Wednesday, November 06, 2019

One of the things I loved most about attending Quaker churches--including ones that had pastors--was that plenty of space was made for anyone to speak.  The hope was that those who spoke had done some personal due diligence of discernment so that they weren't just expressing their own thoughts but were relaying something they had received from Spirit.  Things didn't always work out that way, but there was plenty of grace and patience extended.

I recall one Sunday morning when a dear woman from a Charismatic Christian background stood in the midst of a Quaker meeting and began excited recounting a story about a miracle: a person who's amputated arm grew back, while up on stage at a Pentecostal revival meeting in Africa.  The woman at our meeting recounted the story with great passion, almost as if she had been there and seen it herself.  But she hadn't been there and didn't see it.  The story came to her from a well-known evangelist who's local revival meeting she had recently attended.  The evangelist had likely heard the story from someone else, who likely heard it from someone else.  The tale was likely embellished along the way.  Who knows what actually, originally occurred (or even if there was an original, actual occurrance).  But our dear Friend was excitedly telling us the tale, as if she had seen it herself.

This is an example of what has been labeled as "Anecdotal Christianity."  Anecdotes are passed around and accepted with little scrutiny.  To question, to critique, to ask for proof or compelling evidence is looked upon as having a lack of faith.

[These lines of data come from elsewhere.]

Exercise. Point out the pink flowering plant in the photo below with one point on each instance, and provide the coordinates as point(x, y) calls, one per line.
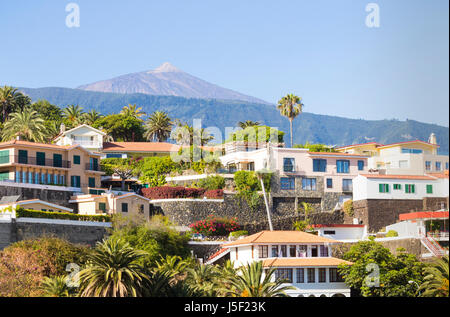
point(215, 226)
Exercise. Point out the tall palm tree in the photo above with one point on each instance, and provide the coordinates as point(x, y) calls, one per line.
point(290, 106)
point(90, 117)
point(112, 270)
point(436, 279)
point(73, 114)
point(252, 281)
point(248, 123)
point(158, 127)
point(10, 100)
point(132, 111)
point(25, 124)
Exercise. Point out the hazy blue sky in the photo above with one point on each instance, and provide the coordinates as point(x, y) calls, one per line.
point(319, 50)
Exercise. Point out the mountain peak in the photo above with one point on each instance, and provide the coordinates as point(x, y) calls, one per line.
point(166, 68)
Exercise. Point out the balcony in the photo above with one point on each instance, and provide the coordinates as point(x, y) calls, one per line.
point(28, 160)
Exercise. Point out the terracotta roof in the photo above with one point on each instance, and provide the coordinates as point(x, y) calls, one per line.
point(337, 154)
point(423, 214)
point(287, 262)
point(140, 147)
point(419, 177)
point(280, 237)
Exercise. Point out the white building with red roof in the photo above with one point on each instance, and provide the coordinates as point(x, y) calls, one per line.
point(301, 258)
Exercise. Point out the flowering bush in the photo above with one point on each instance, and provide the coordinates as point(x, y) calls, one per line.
point(214, 226)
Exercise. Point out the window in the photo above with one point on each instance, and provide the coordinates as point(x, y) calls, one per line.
point(335, 277)
point(309, 184)
point(360, 165)
point(323, 251)
point(329, 183)
point(311, 275)
point(284, 274)
point(274, 251)
point(263, 251)
point(40, 158)
point(314, 251)
point(283, 251)
point(410, 188)
point(347, 185)
point(300, 276)
point(343, 166)
point(319, 165)
point(292, 251)
point(57, 160)
point(302, 251)
point(411, 151)
point(23, 156)
point(4, 157)
point(383, 188)
point(287, 183)
point(288, 164)
point(322, 275)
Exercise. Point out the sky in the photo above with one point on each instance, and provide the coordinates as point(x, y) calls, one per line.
point(322, 51)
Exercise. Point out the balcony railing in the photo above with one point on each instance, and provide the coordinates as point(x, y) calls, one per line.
point(29, 160)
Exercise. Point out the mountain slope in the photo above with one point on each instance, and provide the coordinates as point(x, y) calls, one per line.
point(309, 127)
point(166, 80)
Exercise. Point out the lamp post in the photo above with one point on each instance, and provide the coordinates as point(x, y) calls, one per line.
point(417, 284)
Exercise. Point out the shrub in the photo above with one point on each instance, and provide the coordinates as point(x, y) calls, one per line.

This anecdotalism is particularly prevalent in the Charismatic and Pentecostal sectors of Christianity.  As a result, wild claims are made and then swallowed whole and then later regurgitated and spread around.  Skilled tellers of tall tales (aka bullshit artists) can draw crowds and build ministries for themselves.  Doubters tend to keep their doubts to themselves, not wanting to suffer ostracization for having "little faith."

These anecdotes aren't just tales of amazing, physics-defying miracles (always occurring somewhere far off where cell phone videos aren't yet available).  They also often spill over into urban legends, political rumors and conspiracy theories.

I've often wondered why (based on my experience of 25+ years in that subculture) Charismatic/Pentecostal Christians seem to be so prone to imbibing and repeating tall tales and outlandish conspiracy theories.  Did these folks become Charismatic/Pentecostal because of their susceptibility to uncritically believe anecdotes?  Or did their tendency to uncritically believe anecdotes develop as a result of being in a Charismatic/Pentecostal form of Christianity?  Or is the correlation merely a product of my own perception?  I don't know, but please don't ostracize me for asking.